The Historic Districts Council (HDC) reviews every public proposal affecting New York City’s landmarks and historic districts and provides testimony to the Landmarks Preservation Commission (LPC) whenever it is needed.
Please continue reading for our testimony regarding the latest items under consideration by the Commission. We invite you to visit the [email protected] blog for an archive containing all of our past testimony.
54-66 Livingston Street – Brooklyn Heights Historic District
CERTIFICATE OF APPROPRIATENESS, Docket #2009614
Five rowhouses built in 1845‐1847 and two rowhouses built in 1861‐79, all later altered. Application is to replace windows.
Architect: Gerald J. Caliendo Architects
HDC does not support this proposal. While the buildings lack integrity, this proposal offers nothing to help them better blend into the Brooklyn Heights Historic District. Instead, the proposed one over one aluminum windows further cheapen this unfortunate swath. While not original, at least the two over two windows help to attenuate the facades of these buildings and offer a hint of character. This is a large project comprising five separate buildings–five buildings is nearly half of the size of some historic districts. The extraordinary value derived from the location of these buildings within this historic district should be reciprocated by proposing work that at the very minimum moves these properties in the proper direction.

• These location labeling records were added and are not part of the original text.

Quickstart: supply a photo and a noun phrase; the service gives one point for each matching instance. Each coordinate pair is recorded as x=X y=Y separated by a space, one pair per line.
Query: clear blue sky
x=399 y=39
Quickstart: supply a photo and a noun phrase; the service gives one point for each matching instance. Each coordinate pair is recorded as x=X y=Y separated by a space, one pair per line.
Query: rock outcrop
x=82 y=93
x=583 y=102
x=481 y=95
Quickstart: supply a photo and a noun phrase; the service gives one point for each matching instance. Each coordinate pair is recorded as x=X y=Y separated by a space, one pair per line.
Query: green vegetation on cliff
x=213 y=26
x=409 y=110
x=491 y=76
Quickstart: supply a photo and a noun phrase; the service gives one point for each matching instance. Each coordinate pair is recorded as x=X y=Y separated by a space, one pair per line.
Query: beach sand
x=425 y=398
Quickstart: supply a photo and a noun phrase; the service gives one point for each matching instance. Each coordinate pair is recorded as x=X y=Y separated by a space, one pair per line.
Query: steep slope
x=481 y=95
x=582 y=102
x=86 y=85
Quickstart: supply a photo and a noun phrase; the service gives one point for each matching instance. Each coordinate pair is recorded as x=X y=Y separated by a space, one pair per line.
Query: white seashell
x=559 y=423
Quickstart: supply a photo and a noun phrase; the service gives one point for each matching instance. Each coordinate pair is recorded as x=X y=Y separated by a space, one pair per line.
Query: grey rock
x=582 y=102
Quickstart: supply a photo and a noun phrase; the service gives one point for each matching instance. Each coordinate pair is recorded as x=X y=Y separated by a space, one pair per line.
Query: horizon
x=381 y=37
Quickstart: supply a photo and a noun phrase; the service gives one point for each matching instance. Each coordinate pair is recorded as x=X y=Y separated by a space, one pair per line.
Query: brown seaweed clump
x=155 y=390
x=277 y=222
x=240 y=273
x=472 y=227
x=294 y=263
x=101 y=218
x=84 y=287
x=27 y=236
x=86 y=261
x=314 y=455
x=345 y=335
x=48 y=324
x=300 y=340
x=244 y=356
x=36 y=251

351 Canal Street – SoHo Cast-Iron Historic District
CERTIFICATE OF APPROPRIATENESS, Docket #2011062
A store building with neo‐Grec style elements designed by W.H. Garylor and built in 1871‐ 72. Application is to remove a fire escape.
Architect: Alfred Karman
While this fire escape may not be original, it is present in the 1939 tax photograph and therefore is a historic feature of the building. Further, it is not a simple, utilitarian fire escape but rather a designed, considered object. In fact, trouble was made to replicate its attractive design on the second fire escape that was added to the Wooster Street facade. Both fire escapes are well-placed within two bays of the large building, and do not obscure any cast-iron ornament. Just as cast-iron buildings are largely a narrative about the evolution of fireproof construction, historic fire escapes on our City’s former store and loft buildings also have a story to tell, even as they get scrubbed clean.